LCTIVITIESIASSESSMENTS L. 2 Calculate the sum of the first 12 terms of the geometric sequence \( \frac{1}{4} ;-\frac{1}{2} ; 1 \); L 3 Calculate \( \sum_{m=3}^{11} 8\left(\frac{1}{2}\right)^{m-4} \) L. 4 Determine \( m \) if: \( \sum_{p=1}^{m}(-8)\left(\frac{1}{2}\right)^{p-1}=-15 \frac{3}{4} \) L. 5 What is the least value of \( p \) for which the series \( \sum_{k=1}^{p} \frac{1}{16}(2)^{k-2}>31 \) ?

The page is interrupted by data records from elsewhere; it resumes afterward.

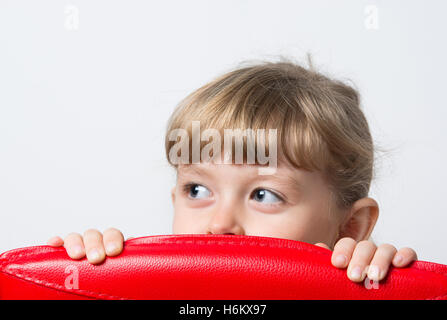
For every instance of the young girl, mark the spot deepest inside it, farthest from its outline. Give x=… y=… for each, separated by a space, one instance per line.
x=318 y=192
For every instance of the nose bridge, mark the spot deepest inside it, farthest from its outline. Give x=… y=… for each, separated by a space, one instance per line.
x=226 y=217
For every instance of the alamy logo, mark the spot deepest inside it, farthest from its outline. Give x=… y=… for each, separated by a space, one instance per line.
x=255 y=147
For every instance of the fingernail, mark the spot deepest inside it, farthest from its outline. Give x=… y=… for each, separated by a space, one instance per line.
x=398 y=259
x=340 y=260
x=94 y=254
x=356 y=273
x=111 y=247
x=374 y=272
x=76 y=250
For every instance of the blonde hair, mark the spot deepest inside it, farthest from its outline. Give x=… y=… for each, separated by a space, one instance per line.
x=320 y=125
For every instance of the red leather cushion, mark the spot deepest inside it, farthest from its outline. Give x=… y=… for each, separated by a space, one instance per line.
x=194 y=267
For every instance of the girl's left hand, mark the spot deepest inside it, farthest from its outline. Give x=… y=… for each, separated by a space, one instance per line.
x=364 y=258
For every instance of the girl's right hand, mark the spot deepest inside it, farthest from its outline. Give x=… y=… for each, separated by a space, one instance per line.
x=96 y=245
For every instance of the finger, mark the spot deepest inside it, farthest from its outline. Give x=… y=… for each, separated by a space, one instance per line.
x=55 y=241
x=323 y=245
x=381 y=262
x=361 y=258
x=343 y=251
x=113 y=241
x=74 y=245
x=94 y=246
x=404 y=257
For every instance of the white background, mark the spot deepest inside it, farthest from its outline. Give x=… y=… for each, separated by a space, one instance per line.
x=86 y=89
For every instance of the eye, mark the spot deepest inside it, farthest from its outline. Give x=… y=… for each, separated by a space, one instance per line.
x=266 y=196
x=196 y=191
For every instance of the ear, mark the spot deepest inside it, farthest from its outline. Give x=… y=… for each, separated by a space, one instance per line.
x=173 y=195
x=361 y=219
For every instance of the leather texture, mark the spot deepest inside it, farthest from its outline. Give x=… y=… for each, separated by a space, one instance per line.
x=206 y=267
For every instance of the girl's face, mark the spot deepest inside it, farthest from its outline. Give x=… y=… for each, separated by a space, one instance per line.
x=233 y=199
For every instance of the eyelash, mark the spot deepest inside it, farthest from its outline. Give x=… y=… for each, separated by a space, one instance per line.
x=187 y=188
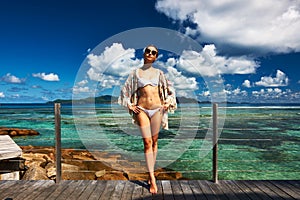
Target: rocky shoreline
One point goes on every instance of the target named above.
(82, 165)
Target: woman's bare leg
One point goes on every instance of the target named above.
(149, 129)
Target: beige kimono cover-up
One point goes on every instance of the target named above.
(166, 94)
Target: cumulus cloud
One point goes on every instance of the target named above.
(46, 77)
(114, 61)
(280, 80)
(271, 25)
(208, 63)
(247, 84)
(271, 93)
(9, 78)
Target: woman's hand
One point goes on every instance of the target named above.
(166, 106)
(134, 109)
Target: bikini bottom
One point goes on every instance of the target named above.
(150, 113)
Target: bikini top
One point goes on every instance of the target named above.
(142, 82)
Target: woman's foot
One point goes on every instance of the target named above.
(153, 186)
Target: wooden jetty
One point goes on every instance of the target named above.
(138, 190)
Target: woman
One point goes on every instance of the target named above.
(148, 96)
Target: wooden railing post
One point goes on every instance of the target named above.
(58, 141)
(215, 143)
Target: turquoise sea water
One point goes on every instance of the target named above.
(256, 141)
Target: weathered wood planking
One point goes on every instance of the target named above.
(138, 190)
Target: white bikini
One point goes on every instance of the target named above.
(142, 82)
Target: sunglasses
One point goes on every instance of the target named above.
(149, 51)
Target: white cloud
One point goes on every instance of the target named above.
(271, 25)
(9, 78)
(46, 77)
(280, 80)
(247, 84)
(271, 93)
(208, 63)
(78, 89)
(114, 60)
(82, 83)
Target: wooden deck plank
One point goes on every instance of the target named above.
(78, 189)
(256, 190)
(186, 189)
(231, 191)
(177, 191)
(61, 186)
(267, 190)
(119, 187)
(108, 190)
(70, 189)
(5, 189)
(24, 191)
(137, 189)
(291, 190)
(276, 190)
(127, 191)
(159, 195)
(8, 148)
(47, 192)
(217, 190)
(38, 189)
(99, 189)
(207, 190)
(198, 193)
(167, 190)
(241, 190)
(91, 185)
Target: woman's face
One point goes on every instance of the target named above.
(150, 54)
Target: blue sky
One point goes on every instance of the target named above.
(254, 48)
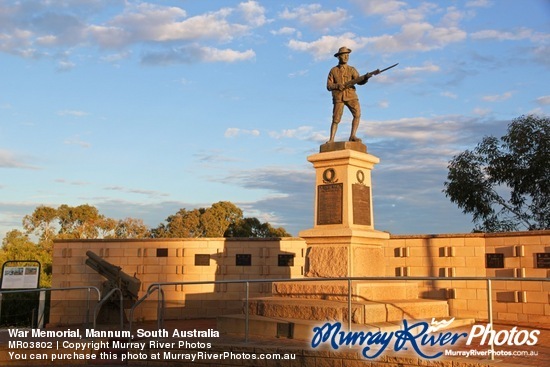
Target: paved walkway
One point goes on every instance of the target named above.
(541, 349)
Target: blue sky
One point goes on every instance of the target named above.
(141, 108)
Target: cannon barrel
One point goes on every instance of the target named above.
(129, 285)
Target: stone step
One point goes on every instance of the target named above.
(338, 290)
(361, 312)
(303, 329)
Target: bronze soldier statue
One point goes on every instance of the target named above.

The concept of a geometric sequence dates back to ancient civilizations like the Babylonians and Greeks, who recognized the pattern in taking a fixed ratio between terms. For instance, in your sequence, the common ratio is \(-2\), which leads to exciting patterns and relationships in mathematics. By summing the first 12 terms, you not only get a taste of this mathematical elegance but also glimpse how these sequences relate to exponential functions! If you're tackling these tasks, a handy tip is to remember that geometric series can often be simplified using the formula \( S_n = a \frac{1 - r^n}{1 - r} \). However, make sure to pay close attention to sign and value changes in your series, particularly with negative ratios! Miscalculating the signs or forgetting to adjust for the first term can lead to a wild goose chase through your math!